The weight of non-volatile solute having molecular weight 40, that should be dissolved in 43 g hexane to reduce its vapour pressure to 80% is:

• A. 5 g
• B. 47.2 g
• C. 95 g
• D. 80 g

Answer 1

The correct option is A 5 g

Solution:- (A) $5g$

Let the vapour pressure of pure octane be $p^{\circ }$.

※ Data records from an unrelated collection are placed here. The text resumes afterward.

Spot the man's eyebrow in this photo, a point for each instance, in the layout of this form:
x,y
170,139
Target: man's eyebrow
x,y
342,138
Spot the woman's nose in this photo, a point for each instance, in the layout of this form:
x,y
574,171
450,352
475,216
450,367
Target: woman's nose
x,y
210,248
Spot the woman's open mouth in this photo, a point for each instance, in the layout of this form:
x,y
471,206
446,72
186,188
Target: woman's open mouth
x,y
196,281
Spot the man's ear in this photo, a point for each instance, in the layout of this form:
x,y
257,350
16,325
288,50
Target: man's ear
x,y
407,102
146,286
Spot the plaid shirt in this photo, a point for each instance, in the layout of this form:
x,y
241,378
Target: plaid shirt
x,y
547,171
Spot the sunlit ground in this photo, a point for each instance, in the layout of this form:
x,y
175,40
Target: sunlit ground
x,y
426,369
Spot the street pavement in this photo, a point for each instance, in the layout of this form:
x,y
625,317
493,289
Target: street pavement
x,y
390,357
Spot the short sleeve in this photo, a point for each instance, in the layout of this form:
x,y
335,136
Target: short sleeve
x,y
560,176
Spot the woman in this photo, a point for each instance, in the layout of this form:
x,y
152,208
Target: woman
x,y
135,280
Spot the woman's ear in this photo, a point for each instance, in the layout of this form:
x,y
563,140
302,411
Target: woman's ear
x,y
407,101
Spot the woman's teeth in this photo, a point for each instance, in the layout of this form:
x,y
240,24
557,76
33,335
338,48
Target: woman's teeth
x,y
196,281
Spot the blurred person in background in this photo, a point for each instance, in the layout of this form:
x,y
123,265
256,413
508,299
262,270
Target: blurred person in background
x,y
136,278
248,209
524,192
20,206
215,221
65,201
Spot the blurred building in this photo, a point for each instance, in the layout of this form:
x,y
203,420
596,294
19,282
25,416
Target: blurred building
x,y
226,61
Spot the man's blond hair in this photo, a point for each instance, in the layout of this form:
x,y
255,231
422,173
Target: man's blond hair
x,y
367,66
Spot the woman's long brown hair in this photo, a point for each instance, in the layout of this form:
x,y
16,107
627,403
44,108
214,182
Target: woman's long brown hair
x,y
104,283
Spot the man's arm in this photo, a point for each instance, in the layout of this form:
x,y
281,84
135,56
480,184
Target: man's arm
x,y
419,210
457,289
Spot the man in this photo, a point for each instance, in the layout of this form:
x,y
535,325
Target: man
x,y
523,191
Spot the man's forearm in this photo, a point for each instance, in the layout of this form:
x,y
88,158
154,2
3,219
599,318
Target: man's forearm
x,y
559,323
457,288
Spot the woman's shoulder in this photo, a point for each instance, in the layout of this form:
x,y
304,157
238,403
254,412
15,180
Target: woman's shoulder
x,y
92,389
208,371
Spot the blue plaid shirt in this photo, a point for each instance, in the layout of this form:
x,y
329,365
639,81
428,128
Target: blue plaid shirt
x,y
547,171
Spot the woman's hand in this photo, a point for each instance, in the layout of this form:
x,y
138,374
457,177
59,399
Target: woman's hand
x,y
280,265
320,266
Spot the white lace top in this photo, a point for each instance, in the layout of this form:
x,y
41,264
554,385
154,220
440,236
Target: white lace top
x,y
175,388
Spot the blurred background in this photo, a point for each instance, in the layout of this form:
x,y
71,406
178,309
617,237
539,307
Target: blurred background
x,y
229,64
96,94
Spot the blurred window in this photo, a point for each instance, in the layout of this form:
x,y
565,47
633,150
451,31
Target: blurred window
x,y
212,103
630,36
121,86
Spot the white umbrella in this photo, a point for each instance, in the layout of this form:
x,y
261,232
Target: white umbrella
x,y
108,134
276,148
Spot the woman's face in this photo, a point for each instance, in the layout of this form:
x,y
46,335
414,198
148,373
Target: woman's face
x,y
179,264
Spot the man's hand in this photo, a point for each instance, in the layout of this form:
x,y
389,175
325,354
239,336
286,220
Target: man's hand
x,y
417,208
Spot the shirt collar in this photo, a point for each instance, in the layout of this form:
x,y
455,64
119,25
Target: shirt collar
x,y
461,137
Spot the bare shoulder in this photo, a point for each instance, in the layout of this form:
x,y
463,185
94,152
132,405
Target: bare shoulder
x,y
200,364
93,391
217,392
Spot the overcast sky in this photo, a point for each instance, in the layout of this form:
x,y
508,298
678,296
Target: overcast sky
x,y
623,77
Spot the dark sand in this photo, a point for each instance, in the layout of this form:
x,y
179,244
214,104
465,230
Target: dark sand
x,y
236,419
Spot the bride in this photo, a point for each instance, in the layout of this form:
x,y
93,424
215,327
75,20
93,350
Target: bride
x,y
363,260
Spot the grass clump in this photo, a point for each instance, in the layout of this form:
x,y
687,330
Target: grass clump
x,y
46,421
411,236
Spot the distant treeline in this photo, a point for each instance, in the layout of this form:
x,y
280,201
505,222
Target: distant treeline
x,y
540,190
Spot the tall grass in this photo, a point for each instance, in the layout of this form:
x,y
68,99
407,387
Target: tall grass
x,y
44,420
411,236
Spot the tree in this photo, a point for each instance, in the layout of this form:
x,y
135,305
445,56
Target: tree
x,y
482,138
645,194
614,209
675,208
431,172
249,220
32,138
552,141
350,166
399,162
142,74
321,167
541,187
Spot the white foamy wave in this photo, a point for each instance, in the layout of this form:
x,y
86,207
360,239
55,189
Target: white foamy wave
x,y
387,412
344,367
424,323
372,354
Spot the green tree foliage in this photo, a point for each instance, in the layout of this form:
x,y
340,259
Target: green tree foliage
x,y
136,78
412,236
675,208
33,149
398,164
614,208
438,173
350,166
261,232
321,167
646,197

Then, the vapour pressure of the octane after dissolving the non-volatile solute $\left(p_s\right)$ is-

$p_s=\frac{80}{100}{p}^{\circ }=0.8p^{\circ }$

Molar mass of solute $\left(M_2\right)=40g/mol$

Mass of hexane $\left(w_1\right)=43g$

Molar mass of hexane $\left(M_1\right)=86g$

From Rault's law,

$\frac{p^{\circ }-p_s}{p_s}=\frac{n_1}{n_2}$

$\frac{p^{\circ }-p_s}{p_s}=\frac{\left(\frac{w_2}{M_2}\right)}{\left(\frac{w_1}{M_1}\right)}$

$\frac{p^{\circ }-0.8p^{\circ }}{0.8p^{\circ }}=\frac{\left(\frac{w_2}{40}\right)}{\left(\frac{43}{86}\right)}$

$\Rightarrow w_2=\frac{0.2\times 20}{0.8}=5g$

Hence the weight of non-volatile solute reqired is $5gm$.